Two words crossed the television screen as I watched some show for the second time because I hadn’t paid attention the first time it aired. There was a commercial, which is odd for me because I tend to fast forward passed these, however, this one caught my eye, and the words: UNAPOLOGETIC CONFIDENCE.
The words resonated with me in a tingle-worthy way, meaning that I felt it was a message or something I should pay attention to. The product, I can’t recall, but the words stuck. In my youth, while shy, I was always confident. A lot of people in my life tried to make me feel badly for being confident. It wasn’t received well by some, mostly women in my life—they saw my confidence as a threat, an affront, a discredit to them in some way, so I tried to dampen it. I tried to dim my light so that others in my life could feel better, special in some way. I’d hoped they would gain a bit of confidence (and maybe gain myself a bit of slack, so that I wasn’t so resented for simply being me. So that maybe I wouldn’t have to apologize for being me).

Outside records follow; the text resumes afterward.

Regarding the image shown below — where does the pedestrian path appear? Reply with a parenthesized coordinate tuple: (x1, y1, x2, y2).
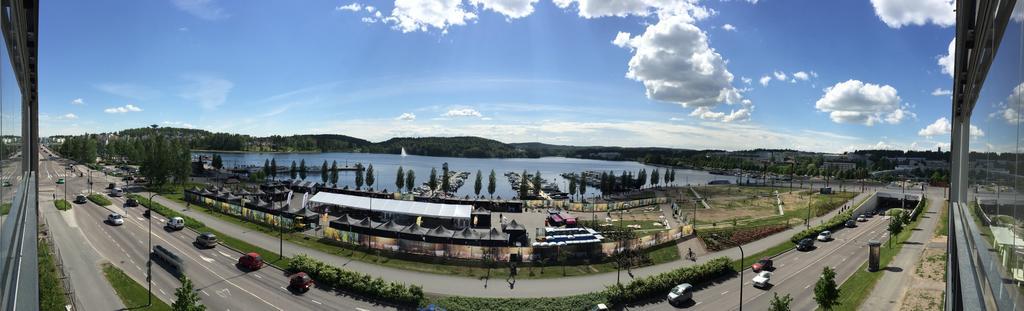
(140, 190, 871, 297)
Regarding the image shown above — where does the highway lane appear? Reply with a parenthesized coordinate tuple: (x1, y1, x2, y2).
(636, 210, 891, 310)
(45, 155, 392, 311)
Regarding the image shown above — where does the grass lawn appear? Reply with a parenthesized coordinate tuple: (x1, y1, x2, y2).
(179, 194, 681, 279)
(87, 193, 112, 206)
(830, 198, 928, 311)
(101, 263, 172, 311)
(54, 199, 72, 211)
(38, 238, 68, 311)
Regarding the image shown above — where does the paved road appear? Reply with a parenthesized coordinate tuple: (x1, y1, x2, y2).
(42, 151, 391, 311)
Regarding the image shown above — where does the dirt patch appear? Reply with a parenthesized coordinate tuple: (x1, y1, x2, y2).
(899, 289, 944, 311)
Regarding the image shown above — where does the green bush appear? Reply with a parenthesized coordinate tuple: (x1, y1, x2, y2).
(54, 199, 72, 211)
(289, 254, 424, 305)
(87, 194, 112, 206)
(604, 257, 733, 305)
(127, 194, 204, 229)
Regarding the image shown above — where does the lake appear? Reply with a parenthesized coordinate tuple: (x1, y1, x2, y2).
(195, 151, 722, 198)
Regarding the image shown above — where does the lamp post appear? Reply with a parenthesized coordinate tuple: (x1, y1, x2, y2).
(147, 192, 156, 307)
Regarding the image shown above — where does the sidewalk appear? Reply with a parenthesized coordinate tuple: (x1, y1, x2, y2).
(141, 190, 872, 297)
(860, 193, 941, 310)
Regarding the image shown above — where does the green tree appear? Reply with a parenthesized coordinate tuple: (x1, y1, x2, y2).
(171, 275, 205, 311)
(519, 170, 529, 199)
(488, 169, 496, 198)
(427, 167, 438, 192)
(270, 158, 277, 180)
(396, 166, 405, 193)
(568, 173, 577, 200)
(532, 170, 542, 196)
(474, 170, 483, 197)
(366, 164, 375, 190)
(405, 170, 416, 193)
(814, 266, 840, 310)
(769, 292, 793, 311)
(441, 162, 450, 194)
(320, 160, 328, 184)
(290, 161, 297, 180)
(299, 159, 307, 180)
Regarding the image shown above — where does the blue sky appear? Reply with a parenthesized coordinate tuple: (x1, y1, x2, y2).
(39, 0, 988, 152)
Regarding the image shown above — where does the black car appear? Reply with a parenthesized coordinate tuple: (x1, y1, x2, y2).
(125, 198, 139, 207)
(845, 220, 857, 228)
(797, 238, 815, 251)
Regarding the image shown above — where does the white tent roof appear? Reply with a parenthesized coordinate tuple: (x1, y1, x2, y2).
(310, 192, 472, 220)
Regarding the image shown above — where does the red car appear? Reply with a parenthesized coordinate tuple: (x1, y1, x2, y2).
(751, 258, 773, 272)
(237, 252, 264, 271)
(289, 272, 314, 293)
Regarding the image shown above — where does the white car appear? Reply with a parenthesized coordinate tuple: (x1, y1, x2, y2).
(107, 213, 124, 226)
(667, 283, 693, 305)
(752, 271, 772, 289)
(817, 230, 832, 241)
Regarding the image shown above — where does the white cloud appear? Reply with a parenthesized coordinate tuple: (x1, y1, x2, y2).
(71, 98, 84, 105)
(442, 108, 483, 117)
(469, 0, 539, 19)
(180, 75, 234, 110)
(171, 0, 229, 20)
(383, 0, 478, 33)
(931, 88, 952, 96)
(57, 113, 78, 120)
(938, 38, 954, 78)
(759, 76, 771, 86)
(104, 104, 143, 114)
(773, 71, 787, 81)
(792, 71, 810, 81)
(396, 112, 417, 121)
(722, 23, 736, 31)
(613, 13, 746, 110)
(814, 79, 907, 126)
(869, 0, 954, 28)
(740, 77, 752, 85)
(337, 2, 363, 11)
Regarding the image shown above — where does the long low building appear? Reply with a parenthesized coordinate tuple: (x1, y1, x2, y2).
(310, 191, 474, 228)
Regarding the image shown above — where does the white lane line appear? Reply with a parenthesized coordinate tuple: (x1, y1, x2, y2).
(311, 300, 322, 305)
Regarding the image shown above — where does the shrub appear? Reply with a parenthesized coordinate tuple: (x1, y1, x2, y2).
(87, 194, 112, 206)
(289, 254, 424, 306)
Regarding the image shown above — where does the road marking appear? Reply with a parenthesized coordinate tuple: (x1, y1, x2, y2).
(311, 300, 322, 305)
(721, 291, 729, 295)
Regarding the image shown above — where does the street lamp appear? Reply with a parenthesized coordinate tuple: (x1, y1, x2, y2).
(147, 192, 156, 307)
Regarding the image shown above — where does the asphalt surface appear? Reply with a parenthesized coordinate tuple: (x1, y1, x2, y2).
(40, 149, 391, 311)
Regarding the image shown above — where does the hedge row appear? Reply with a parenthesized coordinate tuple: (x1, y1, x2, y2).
(289, 254, 424, 306)
(791, 208, 856, 244)
(87, 194, 112, 206)
(127, 194, 205, 230)
(604, 256, 733, 304)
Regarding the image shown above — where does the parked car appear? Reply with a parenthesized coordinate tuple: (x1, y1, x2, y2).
(110, 188, 124, 197)
(195, 233, 218, 249)
(797, 238, 815, 251)
(166, 217, 185, 231)
(752, 271, 773, 289)
(237, 252, 264, 271)
(288, 272, 314, 293)
(845, 220, 857, 228)
(74, 194, 87, 204)
(751, 258, 773, 272)
(107, 213, 124, 226)
(817, 230, 832, 241)
(667, 283, 693, 305)
(56, 178, 65, 184)
(125, 198, 139, 207)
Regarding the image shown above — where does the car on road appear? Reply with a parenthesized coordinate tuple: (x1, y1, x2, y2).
(110, 188, 124, 197)
(74, 194, 87, 204)
(817, 230, 832, 241)
(845, 220, 857, 228)
(797, 238, 815, 251)
(752, 271, 773, 289)
(194, 233, 218, 249)
(56, 178, 64, 184)
(237, 252, 264, 271)
(166, 217, 185, 231)
(124, 198, 139, 207)
(857, 215, 867, 222)
(666, 283, 693, 305)
(107, 213, 124, 226)
(751, 258, 773, 272)
(288, 272, 314, 293)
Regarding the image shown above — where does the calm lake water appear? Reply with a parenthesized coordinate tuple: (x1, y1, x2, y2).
(196, 151, 721, 198)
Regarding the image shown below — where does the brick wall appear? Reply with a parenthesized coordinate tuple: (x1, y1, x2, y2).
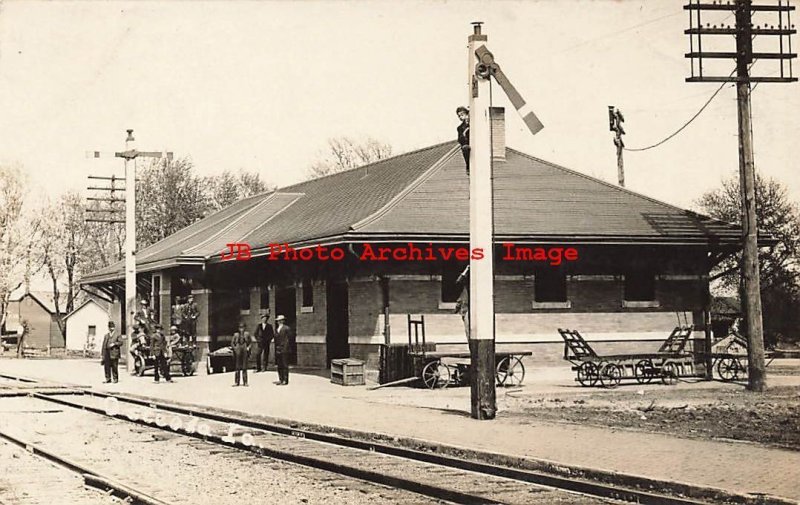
(295, 280, 326, 337)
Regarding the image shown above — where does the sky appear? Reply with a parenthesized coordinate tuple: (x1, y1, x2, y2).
(0, 0, 798, 212)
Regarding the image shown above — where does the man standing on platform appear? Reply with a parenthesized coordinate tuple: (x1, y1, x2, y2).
(232, 323, 251, 386)
(101, 321, 122, 383)
(274, 315, 292, 385)
(184, 294, 199, 344)
(151, 324, 173, 383)
(254, 312, 274, 372)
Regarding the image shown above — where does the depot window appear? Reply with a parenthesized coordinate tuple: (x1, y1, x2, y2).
(624, 270, 656, 301)
(534, 270, 567, 303)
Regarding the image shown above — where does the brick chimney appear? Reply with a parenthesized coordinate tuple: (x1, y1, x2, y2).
(490, 107, 505, 160)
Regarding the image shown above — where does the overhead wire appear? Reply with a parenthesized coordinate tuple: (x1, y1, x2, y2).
(625, 33, 760, 153)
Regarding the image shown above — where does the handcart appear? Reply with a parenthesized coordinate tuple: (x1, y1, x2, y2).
(132, 341, 197, 377)
(406, 314, 532, 389)
(558, 326, 695, 388)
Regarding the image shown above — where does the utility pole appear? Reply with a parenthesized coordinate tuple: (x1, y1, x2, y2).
(85, 174, 125, 224)
(608, 106, 626, 187)
(91, 130, 172, 371)
(685, 0, 796, 392)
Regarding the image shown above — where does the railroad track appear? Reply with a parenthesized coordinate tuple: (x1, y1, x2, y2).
(0, 373, 780, 505)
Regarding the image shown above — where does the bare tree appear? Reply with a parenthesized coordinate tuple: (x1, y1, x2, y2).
(0, 165, 41, 337)
(307, 136, 393, 180)
(39, 192, 95, 339)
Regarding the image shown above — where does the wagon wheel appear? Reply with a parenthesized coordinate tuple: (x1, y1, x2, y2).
(716, 357, 740, 382)
(421, 360, 450, 389)
(577, 362, 599, 387)
(634, 359, 654, 384)
(496, 356, 526, 387)
(661, 361, 679, 385)
(598, 363, 622, 388)
(134, 355, 146, 377)
(181, 352, 196, 376)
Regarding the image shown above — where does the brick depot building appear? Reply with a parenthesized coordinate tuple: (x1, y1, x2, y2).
(81, 140, 744, 373)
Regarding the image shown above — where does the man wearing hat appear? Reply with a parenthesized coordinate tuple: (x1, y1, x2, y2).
(456, 106, 470, 175)
(274, 315, 292, 385)
(100, 321, 122, 383)
(151, 324, 173, 383)
(134, 299, 154, 336)
(183, 294, 200, 344)
(254, 311, 274, 373)
(231, 322, 252, 386)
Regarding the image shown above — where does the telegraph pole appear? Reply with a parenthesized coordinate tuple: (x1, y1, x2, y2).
(468, 22, 496, 420)
(608, 106, 626, 187)
(685, 0, 797, 391)
(91, 130, 172, 371)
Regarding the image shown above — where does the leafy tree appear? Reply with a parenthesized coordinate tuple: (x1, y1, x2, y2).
(136, 157, 208, 247)
(307, 136, 393, 180)
(203, 169, 272, 211)
(696, 173, 800, 345)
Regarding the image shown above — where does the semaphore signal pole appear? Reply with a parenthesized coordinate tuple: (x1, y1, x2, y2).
(684, 0, 797, 392)
(466, 23, 544, 419)
(90, 130, 172, 371)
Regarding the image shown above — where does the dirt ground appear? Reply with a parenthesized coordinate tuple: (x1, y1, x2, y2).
(502, 361, 800, 451)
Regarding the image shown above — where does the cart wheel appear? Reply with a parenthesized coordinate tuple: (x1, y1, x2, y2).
(181, 353, 195, 376)
(134, 355, 146, 377)
(634, 359, 654, 384)
(716, 357, 740, 382)
(599, 363, 622, 388)
(661, 361, 679, 385)
(577, 362, 599, 387)
(421, 360, 450, 389)
(496, 356, 526, 387)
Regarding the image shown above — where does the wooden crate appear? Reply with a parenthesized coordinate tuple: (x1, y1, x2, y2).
(331, 358, 365, 386)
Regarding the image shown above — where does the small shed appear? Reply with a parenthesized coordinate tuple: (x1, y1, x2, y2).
(64, 298, 111, 352)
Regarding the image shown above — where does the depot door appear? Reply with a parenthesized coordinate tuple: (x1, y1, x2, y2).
(326, 281, 349, 366)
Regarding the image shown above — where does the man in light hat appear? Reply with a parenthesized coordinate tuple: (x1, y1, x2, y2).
(274, 315, 292, 385)
(101, 321, 122, 383)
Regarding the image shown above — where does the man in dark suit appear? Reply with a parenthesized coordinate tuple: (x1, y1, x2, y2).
(151, 324, 173, 383)
(274, 315, 292, 385)
(232, 323, 251, 386)
(456, 106, 470, 175)
(101, 321, 122, 383)
(254, 312, 274, 372)
(184, 295, 199, 344)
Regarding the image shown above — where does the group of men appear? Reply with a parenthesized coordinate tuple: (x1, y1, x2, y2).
(171, 295, 199, 344)
(230, 310, 292, 387)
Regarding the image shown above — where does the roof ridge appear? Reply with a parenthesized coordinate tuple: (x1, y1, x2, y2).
(230, 192, 305, 251)
(506, 147, 740, 232)
(350, 145, 460, 232)
(184, 193, 283, 257)
(136, 193, 267, 260)
(278, 141, 456, 193)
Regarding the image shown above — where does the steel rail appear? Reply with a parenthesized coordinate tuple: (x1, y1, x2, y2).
(0, 426, 169, 505)
(35, 389, 720, 505)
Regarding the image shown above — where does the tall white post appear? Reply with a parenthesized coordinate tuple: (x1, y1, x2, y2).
(124, 129, 136, 371)
(467, 23, 496, 420)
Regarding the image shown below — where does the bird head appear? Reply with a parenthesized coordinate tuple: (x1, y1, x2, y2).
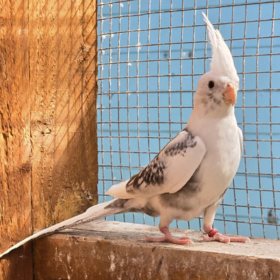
(194, 13, 239, 116)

People in your life can try to make you feel less confident because of things that are happening or have happened in their lives. I worked with a client who didn’t fully realize his skills, gifts and offerings to the world. At the time, he was going through a divorce he didn’t initiate and searching for a job at the same time. Two very stressful situations that can have the most confident of us question ourselves. We talked through everything that was going on and worked through him defining his strengths and goals. I helped him realize his personal worth and then define himself as the talented man he is, unafraid to list his accomplishments and offerings to the company he was working for and then ask for what he wanted.
As a Life Coach, I want you all to know this as you venture through this life:
- Be honest with yourself. Who are you, what are your goals, how will you reach them?
- Define yourself: when you walk into a room, what do you want people to know about you?
- Know that just because someone says something about you, it doesn’t make it true (positive or negative). It is that person’s opinion. Self-confidence comes from within.
- What are your strengths? Know them and align yourself with them.
- Quiet the voices of those who would rather you not be seen the way you want to be seen and received. They don’t have your best interest at heart.
- Surround yourself with positive, uplifting people. Others will only dim your light.
- Shine your light! Be unapologetic about who you are; your strengths, your goals, your achievements and character.
- Celebrate yourself whenever you can.
Trust me, as I trust my tingles…when you know and trust yourself, you are on your right path! Know that self-confidence is about you and no one else. A lot of it comes because you’ve set a goal and met it. Nothing feels better than that. No one can “make you feel a certain way” about yourself. It really bothers me when someone says someone else intimidates them, or that another person makes them feel stupid. Think about it for just a beat—you’re intimidated. You feel stupid. Maybe something the person said or did triggered a memory or a touchy subject for you, but these are your issues that you have an opportunity to work through.
At the end of this essay, do know that there is nothing wrong with feeling confident, ask any leader. Bask in it and allow it to let you help humanity in some significant way.